13. The Members shall be available at all times and at short notice, and shall stay abreast of dispute settlement activities under this Agreement.
14. In order to ensure their availability, the Members shall be paid a monthly retainer fee to be fixed by decision of the Committee. In addition, the President of the Tribunal and the Vice-President, where applicable, shall receive a daily fee equivalent to the fee determined pursuant to paragraph 16 of Article 3.39 (Appeal Tribunal) for each day worked in fulfilling the functions of President of the Tribunal pursuant to this Section.
15. The retainer fee and the daily fee referred to in paragraph 14 shall be paid by both Parties taking into account their respective level of development into an account managed by the Secretariat of ICSID. In the event that one Party fails to pay the retainer fee or the daily fee, the other Party may elect to pay instead. Any such arrears will remain payable, with appropriate interests.

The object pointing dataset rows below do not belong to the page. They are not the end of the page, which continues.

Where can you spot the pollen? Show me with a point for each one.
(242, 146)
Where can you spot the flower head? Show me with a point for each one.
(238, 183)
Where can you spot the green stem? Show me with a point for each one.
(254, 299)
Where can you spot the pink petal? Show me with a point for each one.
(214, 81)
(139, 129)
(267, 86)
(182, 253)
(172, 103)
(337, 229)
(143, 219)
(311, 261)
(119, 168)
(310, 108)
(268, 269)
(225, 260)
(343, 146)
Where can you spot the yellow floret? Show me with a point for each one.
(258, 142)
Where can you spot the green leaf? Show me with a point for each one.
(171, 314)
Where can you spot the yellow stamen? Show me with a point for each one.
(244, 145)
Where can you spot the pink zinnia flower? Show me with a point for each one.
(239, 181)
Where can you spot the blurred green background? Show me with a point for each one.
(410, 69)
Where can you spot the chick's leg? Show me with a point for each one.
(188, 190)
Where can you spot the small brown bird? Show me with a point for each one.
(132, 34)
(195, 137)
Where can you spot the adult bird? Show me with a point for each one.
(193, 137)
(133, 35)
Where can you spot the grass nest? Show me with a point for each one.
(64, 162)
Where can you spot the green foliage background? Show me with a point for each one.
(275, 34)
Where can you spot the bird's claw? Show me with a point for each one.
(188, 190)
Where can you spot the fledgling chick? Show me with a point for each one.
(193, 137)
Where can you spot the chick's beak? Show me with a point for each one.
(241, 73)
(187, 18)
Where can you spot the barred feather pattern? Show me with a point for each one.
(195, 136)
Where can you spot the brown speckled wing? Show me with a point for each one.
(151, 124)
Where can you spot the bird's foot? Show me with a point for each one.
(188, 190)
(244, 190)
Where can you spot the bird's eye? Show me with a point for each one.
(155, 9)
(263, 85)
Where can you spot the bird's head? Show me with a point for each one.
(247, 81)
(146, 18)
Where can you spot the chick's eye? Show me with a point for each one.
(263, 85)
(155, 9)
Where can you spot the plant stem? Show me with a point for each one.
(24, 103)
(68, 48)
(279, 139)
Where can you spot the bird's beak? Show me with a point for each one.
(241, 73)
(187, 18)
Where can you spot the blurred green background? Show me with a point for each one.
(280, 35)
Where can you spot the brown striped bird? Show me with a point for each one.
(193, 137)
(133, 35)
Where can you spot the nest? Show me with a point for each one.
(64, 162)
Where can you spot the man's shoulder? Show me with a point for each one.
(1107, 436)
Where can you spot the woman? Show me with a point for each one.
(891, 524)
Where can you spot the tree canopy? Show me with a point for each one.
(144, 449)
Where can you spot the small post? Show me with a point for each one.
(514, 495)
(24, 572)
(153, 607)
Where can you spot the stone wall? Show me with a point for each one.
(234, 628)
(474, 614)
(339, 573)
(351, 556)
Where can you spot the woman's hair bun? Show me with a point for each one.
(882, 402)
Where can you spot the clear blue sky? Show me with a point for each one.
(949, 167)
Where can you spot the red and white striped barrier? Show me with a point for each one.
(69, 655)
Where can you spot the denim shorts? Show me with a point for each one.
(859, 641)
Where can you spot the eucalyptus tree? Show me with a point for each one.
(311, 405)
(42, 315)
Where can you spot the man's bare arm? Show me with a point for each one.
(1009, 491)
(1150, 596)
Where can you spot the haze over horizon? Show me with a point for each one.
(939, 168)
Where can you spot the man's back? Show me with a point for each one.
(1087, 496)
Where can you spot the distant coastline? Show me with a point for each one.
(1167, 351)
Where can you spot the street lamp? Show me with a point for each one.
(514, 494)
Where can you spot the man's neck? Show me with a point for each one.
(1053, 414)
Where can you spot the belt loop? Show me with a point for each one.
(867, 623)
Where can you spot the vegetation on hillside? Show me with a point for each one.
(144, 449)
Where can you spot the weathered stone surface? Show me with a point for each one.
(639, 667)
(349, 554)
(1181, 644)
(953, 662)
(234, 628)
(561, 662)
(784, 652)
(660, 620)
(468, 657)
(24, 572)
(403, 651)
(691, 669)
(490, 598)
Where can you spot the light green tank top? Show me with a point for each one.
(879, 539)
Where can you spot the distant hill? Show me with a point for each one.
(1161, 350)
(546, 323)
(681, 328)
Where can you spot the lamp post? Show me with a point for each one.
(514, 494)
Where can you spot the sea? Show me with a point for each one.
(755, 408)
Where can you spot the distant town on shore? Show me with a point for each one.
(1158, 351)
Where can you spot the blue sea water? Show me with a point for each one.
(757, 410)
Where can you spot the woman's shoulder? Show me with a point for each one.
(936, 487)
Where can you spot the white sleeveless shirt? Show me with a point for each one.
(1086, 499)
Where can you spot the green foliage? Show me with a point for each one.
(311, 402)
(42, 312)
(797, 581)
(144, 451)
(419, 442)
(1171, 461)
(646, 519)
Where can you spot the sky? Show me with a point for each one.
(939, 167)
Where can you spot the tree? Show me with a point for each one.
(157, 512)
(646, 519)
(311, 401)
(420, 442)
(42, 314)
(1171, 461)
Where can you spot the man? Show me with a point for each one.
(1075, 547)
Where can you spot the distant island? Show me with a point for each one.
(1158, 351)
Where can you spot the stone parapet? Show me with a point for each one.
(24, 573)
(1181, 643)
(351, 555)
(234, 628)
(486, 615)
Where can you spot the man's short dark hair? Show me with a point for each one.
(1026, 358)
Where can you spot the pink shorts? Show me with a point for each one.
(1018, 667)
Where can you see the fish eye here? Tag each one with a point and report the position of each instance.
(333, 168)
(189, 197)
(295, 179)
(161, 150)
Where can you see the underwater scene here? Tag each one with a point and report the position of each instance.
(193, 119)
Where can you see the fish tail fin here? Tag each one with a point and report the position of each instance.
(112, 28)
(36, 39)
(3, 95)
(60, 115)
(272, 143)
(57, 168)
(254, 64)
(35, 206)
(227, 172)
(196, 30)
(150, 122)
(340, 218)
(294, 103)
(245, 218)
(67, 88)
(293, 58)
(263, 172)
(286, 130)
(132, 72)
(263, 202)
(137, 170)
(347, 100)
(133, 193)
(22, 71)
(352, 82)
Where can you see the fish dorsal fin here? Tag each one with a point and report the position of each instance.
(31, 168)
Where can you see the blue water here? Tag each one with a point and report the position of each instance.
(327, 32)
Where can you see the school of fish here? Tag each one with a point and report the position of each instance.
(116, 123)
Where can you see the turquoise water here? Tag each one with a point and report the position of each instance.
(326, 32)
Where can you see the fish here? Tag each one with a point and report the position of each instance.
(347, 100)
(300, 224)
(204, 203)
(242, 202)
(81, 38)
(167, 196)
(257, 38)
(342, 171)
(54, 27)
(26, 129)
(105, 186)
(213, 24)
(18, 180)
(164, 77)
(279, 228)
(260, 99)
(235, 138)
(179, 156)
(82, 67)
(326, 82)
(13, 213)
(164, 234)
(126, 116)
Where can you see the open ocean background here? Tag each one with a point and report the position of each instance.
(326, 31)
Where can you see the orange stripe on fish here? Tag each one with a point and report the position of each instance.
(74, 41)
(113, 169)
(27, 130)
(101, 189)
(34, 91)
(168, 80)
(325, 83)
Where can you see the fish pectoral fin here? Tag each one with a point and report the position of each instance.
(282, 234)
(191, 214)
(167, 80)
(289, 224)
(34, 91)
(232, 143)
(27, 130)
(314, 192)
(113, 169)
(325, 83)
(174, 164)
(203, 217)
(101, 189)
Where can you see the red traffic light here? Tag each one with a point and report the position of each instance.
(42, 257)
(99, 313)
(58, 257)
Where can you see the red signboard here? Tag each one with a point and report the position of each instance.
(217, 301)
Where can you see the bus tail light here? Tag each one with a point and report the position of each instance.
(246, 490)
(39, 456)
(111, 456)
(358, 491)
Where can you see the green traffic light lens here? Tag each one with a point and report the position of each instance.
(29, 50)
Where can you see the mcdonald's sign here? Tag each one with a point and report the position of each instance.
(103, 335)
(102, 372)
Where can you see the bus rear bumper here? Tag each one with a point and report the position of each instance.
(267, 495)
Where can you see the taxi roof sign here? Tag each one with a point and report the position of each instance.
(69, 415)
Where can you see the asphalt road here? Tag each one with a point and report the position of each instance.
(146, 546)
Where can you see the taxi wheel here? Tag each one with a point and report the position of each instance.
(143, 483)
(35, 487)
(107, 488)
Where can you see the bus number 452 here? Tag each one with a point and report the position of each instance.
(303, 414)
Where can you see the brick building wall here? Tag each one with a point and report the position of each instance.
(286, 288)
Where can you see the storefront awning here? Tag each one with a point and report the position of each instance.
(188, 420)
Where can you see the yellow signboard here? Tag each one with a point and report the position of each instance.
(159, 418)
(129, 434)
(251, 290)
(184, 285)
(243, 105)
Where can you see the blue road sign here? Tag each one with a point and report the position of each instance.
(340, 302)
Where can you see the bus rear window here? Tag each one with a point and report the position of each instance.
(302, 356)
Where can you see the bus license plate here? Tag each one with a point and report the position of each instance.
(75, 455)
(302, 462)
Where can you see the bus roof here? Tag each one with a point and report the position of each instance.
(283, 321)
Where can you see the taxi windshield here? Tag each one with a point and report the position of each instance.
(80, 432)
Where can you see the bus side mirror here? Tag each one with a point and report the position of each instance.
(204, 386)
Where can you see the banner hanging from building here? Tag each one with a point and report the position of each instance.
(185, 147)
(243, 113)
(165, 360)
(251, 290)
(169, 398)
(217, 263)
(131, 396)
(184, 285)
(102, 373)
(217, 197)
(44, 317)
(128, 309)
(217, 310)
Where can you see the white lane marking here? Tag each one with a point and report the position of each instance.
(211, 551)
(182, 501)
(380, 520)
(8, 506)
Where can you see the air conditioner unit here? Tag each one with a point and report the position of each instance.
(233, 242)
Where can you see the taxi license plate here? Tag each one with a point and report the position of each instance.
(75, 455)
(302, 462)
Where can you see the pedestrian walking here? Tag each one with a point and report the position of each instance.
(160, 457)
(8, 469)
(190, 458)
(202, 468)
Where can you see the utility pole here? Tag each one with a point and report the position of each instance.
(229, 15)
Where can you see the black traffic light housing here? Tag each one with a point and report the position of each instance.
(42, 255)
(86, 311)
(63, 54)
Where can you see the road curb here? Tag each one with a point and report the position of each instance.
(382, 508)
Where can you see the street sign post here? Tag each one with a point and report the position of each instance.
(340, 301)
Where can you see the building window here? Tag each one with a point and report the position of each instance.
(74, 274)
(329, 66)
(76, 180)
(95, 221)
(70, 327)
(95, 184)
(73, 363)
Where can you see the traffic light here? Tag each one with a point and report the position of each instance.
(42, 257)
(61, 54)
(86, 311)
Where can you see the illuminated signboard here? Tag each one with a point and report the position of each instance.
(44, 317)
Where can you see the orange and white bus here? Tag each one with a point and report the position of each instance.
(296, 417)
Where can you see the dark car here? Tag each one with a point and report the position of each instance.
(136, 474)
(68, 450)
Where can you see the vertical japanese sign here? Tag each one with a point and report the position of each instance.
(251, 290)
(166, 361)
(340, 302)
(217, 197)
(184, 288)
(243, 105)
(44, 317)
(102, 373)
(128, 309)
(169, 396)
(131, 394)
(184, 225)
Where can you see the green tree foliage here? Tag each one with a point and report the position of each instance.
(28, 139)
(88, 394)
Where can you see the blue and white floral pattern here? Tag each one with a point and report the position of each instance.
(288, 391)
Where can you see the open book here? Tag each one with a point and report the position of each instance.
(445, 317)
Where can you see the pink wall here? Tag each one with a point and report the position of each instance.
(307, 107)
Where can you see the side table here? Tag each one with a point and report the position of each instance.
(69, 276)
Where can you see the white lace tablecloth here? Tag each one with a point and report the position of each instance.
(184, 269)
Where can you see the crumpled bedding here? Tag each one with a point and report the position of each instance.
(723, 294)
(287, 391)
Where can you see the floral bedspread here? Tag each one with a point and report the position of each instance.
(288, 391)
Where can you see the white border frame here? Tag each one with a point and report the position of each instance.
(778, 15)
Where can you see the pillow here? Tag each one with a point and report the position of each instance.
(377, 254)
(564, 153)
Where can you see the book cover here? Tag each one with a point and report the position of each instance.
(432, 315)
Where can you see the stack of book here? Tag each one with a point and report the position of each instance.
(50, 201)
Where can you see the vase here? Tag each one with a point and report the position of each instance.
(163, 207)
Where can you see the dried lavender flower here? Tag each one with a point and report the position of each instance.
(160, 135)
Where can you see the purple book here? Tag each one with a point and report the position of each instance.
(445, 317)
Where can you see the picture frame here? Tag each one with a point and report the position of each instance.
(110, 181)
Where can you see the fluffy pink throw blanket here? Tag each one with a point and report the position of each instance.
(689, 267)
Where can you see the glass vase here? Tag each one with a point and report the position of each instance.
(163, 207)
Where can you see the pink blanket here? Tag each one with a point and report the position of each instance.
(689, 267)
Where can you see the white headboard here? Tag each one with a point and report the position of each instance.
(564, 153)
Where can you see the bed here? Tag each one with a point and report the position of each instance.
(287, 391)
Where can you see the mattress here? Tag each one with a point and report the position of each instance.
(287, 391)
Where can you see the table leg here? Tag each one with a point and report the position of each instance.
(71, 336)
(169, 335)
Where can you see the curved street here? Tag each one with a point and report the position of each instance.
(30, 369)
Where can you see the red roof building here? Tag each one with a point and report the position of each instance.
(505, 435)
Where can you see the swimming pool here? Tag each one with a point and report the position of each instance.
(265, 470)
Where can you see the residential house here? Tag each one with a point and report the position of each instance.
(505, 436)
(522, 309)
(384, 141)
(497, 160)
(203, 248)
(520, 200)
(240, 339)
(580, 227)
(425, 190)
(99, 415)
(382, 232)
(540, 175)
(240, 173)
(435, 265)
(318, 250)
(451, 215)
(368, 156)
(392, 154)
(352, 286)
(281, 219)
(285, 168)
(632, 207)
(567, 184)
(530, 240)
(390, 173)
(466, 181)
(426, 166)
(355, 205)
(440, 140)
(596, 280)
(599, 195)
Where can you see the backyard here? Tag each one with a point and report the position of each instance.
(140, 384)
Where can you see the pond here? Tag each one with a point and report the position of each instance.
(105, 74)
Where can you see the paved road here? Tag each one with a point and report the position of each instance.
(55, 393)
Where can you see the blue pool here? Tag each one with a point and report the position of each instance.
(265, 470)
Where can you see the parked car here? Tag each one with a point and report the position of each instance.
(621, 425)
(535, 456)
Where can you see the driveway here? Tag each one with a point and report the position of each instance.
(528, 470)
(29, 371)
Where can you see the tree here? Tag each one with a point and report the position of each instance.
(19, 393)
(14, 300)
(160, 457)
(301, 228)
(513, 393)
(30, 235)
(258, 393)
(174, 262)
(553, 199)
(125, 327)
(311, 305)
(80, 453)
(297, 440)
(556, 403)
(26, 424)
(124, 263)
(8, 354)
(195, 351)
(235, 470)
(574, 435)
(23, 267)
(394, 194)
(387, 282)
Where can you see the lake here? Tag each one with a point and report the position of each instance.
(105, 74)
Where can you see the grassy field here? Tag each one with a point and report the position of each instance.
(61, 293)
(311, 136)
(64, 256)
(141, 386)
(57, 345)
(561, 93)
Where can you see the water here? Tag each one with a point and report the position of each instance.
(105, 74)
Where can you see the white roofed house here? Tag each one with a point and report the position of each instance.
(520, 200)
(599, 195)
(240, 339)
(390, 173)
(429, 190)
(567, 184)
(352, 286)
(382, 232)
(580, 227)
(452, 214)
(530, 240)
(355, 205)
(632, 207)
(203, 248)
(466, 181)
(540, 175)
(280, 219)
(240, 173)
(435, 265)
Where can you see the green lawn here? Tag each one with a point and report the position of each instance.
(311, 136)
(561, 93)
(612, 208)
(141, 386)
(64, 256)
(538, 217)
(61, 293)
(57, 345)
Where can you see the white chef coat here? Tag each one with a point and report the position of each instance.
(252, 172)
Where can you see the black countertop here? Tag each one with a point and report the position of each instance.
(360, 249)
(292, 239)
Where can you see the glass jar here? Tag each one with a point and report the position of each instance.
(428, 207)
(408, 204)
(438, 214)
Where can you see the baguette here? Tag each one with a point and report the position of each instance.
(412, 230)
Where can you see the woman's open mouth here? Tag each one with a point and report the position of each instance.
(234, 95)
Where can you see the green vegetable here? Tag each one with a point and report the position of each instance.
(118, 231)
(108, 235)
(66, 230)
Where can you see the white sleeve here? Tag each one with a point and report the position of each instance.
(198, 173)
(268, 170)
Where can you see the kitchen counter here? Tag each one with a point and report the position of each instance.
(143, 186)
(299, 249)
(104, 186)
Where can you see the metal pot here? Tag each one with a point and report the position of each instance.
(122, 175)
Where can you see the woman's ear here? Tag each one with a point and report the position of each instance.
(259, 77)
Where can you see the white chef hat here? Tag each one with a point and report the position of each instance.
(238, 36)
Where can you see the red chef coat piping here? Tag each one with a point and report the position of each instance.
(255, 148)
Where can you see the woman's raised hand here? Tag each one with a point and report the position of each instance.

16. Unless the Committee adopts a decision pursuant to paragraph 17, the amount of the other fees and expenses of the Members of a division of the Tribunal shall be those determined pursuant to Regulation 14(1) of the Administrative and Financial Regulations of the ICSID Convention in force on the date of the submission of the claim and allocated by the Tribunal among the disputing parties in accordance with paragraph 4 of Article 3.53 (Provisional Award).
17. Upon a decision by the Committee, the retainer fee, the daily fee and the other fees and expenses may be permanently transformed into a regular salary. In such a case, the Members of the Tribunal shall serve on a full-time basis and they shall not be permitted to engage in any occupation, whether gainful or not, unless exemption is exceptionally granted by the President of the Tribunal. The Committee shall fix their remuneration and related organisational matters.
18. The Secretariat of ICSID shall act as Secretariat for the Tribunal and provide it with appropriate support. The expenses for such support shall be allocated by the Tribunal among the disputing parties in accordance with paragraph 4 of Article 3.53 (Provisional Award).